A região do Pontal do Paranapanema, ou 10ª Região Administrativa do estado de São Paulo de acordo com a regionalização político-administrativa, está localizada no extremo Oeste paulista, sua formação territorial remonta aos meados do século XIX. A ocupação deste território se deu, primeiramente, com a chegada dos primeiros invasores que, num ato de extrema violência física e simbólica, como o genocídio das populações indígenas que aqui viviam e a derrubada da Mata Atlântica, que era a cobertura vegetal original, iniciaram o processo violento de grilagem de terras. A partir daí começaram as divisões das terras em grandes grilos, sendo os maiores a Fazendo Pirapó-Santo Anastácio, Fazenda Boa Esperança do Aguapei, Fazenda Três Ilhas e Fazenda Cuiabá.

Em 1850, com a aprovação de Lei Terras, estes grileiros começam e ter seu domínio de posse das terras questionados pelo Estado. A partir daí começam diversas manobras para a legalização destas terras, que se dão, sobretudo, pela falsificação de documentos. Sem conseguir provar o domínio da posse, os grileiros começar a dividir as grandes fazendas e vender partes delas e assim foram se formando, ao longo da história, os latifúndios, marco da concentração de terras que perdura até os dias atuais no Brasil.
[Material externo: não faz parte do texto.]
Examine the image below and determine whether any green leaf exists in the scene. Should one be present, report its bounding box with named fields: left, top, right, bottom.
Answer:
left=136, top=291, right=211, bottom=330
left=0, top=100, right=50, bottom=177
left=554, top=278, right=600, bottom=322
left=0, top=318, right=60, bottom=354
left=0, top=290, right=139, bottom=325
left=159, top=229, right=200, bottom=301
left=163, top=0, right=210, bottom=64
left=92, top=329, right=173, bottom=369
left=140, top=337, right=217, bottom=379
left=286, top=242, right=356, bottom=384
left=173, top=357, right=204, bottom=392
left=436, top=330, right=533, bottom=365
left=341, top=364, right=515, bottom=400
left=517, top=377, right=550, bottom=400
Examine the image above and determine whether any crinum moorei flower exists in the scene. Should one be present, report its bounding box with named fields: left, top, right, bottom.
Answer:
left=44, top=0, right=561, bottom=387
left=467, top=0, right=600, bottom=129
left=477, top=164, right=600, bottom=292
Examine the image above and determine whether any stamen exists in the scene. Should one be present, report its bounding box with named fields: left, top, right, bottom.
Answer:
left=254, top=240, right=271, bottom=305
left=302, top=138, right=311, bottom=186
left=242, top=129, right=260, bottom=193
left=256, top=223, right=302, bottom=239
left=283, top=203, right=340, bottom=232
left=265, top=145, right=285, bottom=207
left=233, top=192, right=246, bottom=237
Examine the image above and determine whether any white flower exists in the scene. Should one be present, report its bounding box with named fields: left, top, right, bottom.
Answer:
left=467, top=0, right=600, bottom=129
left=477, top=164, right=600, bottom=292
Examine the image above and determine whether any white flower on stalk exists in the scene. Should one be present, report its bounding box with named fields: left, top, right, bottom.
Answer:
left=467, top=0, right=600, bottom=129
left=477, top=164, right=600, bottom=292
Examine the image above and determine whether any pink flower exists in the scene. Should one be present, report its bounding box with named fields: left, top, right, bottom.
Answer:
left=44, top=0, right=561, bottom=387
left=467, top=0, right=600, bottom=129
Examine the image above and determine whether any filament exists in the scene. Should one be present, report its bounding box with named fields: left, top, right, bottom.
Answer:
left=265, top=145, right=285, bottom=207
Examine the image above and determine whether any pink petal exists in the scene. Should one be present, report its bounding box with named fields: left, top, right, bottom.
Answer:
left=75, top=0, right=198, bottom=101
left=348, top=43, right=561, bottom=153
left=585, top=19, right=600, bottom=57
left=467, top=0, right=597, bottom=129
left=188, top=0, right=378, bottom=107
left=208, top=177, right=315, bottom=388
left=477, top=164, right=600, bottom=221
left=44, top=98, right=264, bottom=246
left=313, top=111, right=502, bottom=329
Essa concentração fundiária gera uma enorme contradição na sociedade. No momento em que o Brasil retorna para o mapa da Fome da Organização das Nações Unidas (ONU), atingindo 33 milhões de pessoas em situação de insegurança alimentar, ao passo em que mais de 10 milhões de trabalhadores e trabalhadoras se encontram em situação de desemprego, manter uma estrutura fundiária que beneficia somente a produção de commodities, às custas da destruição e contaminação ambiental e da saúde humana, é retirar o direito constitucional do acesso à terra e de oferecer possibilidades de melhoria das condições de vida da população pela vida da Reforma Agrária. Seja pelo trabalho com a terra e geração de renda ou pela ampliação da produção de alimentos saudáveis para abastecer as mesas dos brasileiros e das brasileiras, preservando o ambiente.

Questionando esta estrutura desigual, o Movimento dos Trabalhadores Rurais Sem Terra surge como movimento social de massa para organizar os trabalhadores e as trabalhadoras Sem Terra em torno da pauta da Reforma Agrária. No Pontal do Paranapanema a primeira ocupação de terras aconteceu no dia 14 de julho de 1990, na fazenda Nova Pontal, localizada no município de Rosana.

Desde então, o movimento tem protagonizado lutas pela arrecadação destas terras públicas devolutas. Toda essa trajetória de luta foi conflituosa, com inúmeros episódios de violência física e material por parte dos jagunços contratados diretamente pelos latifundiários locais ou mesmo pelas ações repressivas da polícia militar.

Fotos: Jornal O Imparcial, acervo do CEMOSi/UNESP


Esta ocupação é considerada um marco no processo de espacialização do MST na região do Pontal do Paranapanema. Embora as negociações para a arrecadação das terras da fazenda Nova Pontal para a Reforma Agrária não tenham avançado, pois foi expedida ordem de despejo para as famílias acampadas, a experiência demonstrou a capacidade organizativa destes trabalhadores e trabalhadoras ao questionar a legitimidade das posses das terras griladas. Tanto é, que após o despejo estas famílias mantiveram a organização da luta acampando às margens da rodovia SP 613.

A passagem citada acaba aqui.